27 February 2006

Omagh families demand MI5 meeting

Belfast Telegraph

Anger over alerts not passed to RUC

By Chris Thornton
27 February 2006

Omagh relatives have demanded a meeting with the director general of MI5 in response to revelations that the intelligence agency had a warning about the massacre that was never passed on to police.

Some families of the 29 dead have called for "straight answers" from Eliza Manningham-Buller, the head of the secret agency.

And the SDLP has said the findings of a PSNI review should halt plans to make MI5 the lead intelligence agency in Northern Ireland.

Last week it emerged that FBI agent David Rupert, who had penetrated dissident republican ranks, told MI5 in early 1998 - five months before the bombing - that a bomb would be planted in Londonderry or Omagh in a Vauxhall Cavalier car.

That model of car is believed to have been favoured by bombmakers because its suspension could be modified so that it would not appear it was carrying a heavy load.

MI5 tipped off the Garda about the plot and arrests were made.

But the RUC was not told - and on August 15, 1998, the Real IRA exploded the huge bomb that killed 29 and two unborn children.

Omagh relatives were told about the information last week.
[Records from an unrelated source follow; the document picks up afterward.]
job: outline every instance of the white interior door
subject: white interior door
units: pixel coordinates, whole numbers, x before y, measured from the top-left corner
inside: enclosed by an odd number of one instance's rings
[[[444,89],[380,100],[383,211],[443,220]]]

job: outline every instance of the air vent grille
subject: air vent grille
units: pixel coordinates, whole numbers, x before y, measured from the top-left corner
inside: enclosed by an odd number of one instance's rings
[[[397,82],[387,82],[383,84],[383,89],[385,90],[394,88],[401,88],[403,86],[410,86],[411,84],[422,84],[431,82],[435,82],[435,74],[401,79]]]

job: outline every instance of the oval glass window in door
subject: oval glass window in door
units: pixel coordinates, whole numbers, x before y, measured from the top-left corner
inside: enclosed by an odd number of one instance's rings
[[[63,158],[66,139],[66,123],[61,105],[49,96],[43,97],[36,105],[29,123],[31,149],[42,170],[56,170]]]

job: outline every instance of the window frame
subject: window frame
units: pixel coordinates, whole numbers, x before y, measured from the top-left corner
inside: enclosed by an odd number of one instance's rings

They were told that the Garda also had key information that was not passed north - an informant told them that a Cavalier had been stolen to order for the Real IRA.

Stanley McComb, whose wife Ann was killed by the bomb, said the families want to meet Ms Manningham-Buller and the Republic's Justice Minister Michael McDowell. "We want straight answers," he told the Sunday Times.

The dissemination of intelligence like the Omagh warning is a crucial issue around Government plans to give MI5 primacy over police in Northern Ireland.

SDLP Policing Board member Alex Attwood said those plans should now be scrapped.

"Given that MI5 failed to account for what they did in the past means they should have no role in the future," he said.

"MI5 have failed to answer enormous questions around the single biggest atrocity of the conflict. How can this type of organisation have any future role in the North with any degree of public confidence?"